Go figure too that I managed to write a novella scifi series - completing half of Book Three and all of Book Four in a period of about 4 weeks after Dad died, and yet I'm getting forgetful in all other areas of life. How can I write a novella series and forget two webinars at work? Or the thank you notes that Mom asked me to help her write three times? Or to turn off the ceiling fan after my workout? Or that I already fed Zack and Bubbles, so they got fed twice (not that they complained)? Or to do my laundry? Or to put the trash out? I keep telling myself that I'll have more mental RAMS available now that the writing is done, but I know the truth: I'm off. Of course I am. Dad's illness and death were quite a trial that hit hard, fast, and without much warning. Maybe I am hiding behind my writing and work. I suppose we'll see, now that the writing is back to short stories. And there's an interesting thing too - I couldn't get the short story thing to stick until now. I always got distracted and away from it, but 2020 keeps pulling me back to it. I guess that's a good thing. For all of my success I've also amassed more rejections than I've had in a while, but that's because I'm back to putting more stuff out there with the short stories.
Life is strange.
Another strange thing I picked up was binge watching too much TV. During August when things got bad with Dad, we started watching several TV series, and I quit doing any reading except my daily Bible reading. Now that was alarming, because I love to read. So we sat down and focused, and we've been rolling through several series a bit at a time. In the past month, we finally finished Cobra Kai, His Dark Materials, Better Call Saul (Season 5), and we're caught up on The Boys. I used to say I didn't understand how people got hooked on so many TV shows at a time, because I can usually only keep up with maybe 2-3. I see it now. It's escapism, and I fell right in it. Judgment rescinded, and withheld. I get it now.

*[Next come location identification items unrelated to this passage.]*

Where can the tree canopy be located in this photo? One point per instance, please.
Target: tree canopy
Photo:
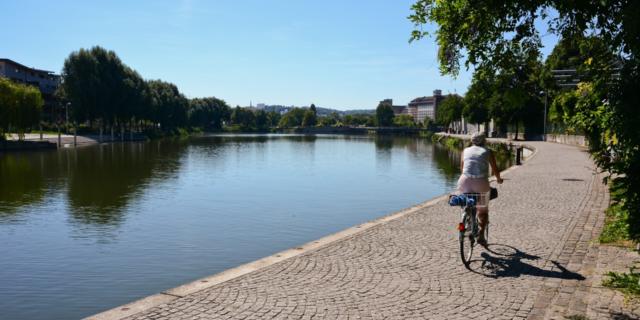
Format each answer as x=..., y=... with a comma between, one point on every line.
x=488, y=35
x=20, y=107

I feel like a yo-yo these days: up and down. Grief sucks, and it's not a journey I'm taking with enthusiasm. But I also realize that I can't avoid it, and it's best to face it head on and deal with it. Writing helps, so it's probably a good thing that things are going good there, and to keep up with the short story thing now that the novella series is drafted. I'm back to reading again as well. For those who wonder how I did it, not having to dress up, do hair and makeup, and commute to and from an office give me more writing/reading time, and it adds up. Then again, I am an opportunist.
So I'm back, and I'm plugging along. I hope all of you are staying healthy, safe, and well. You take care, and have a great week.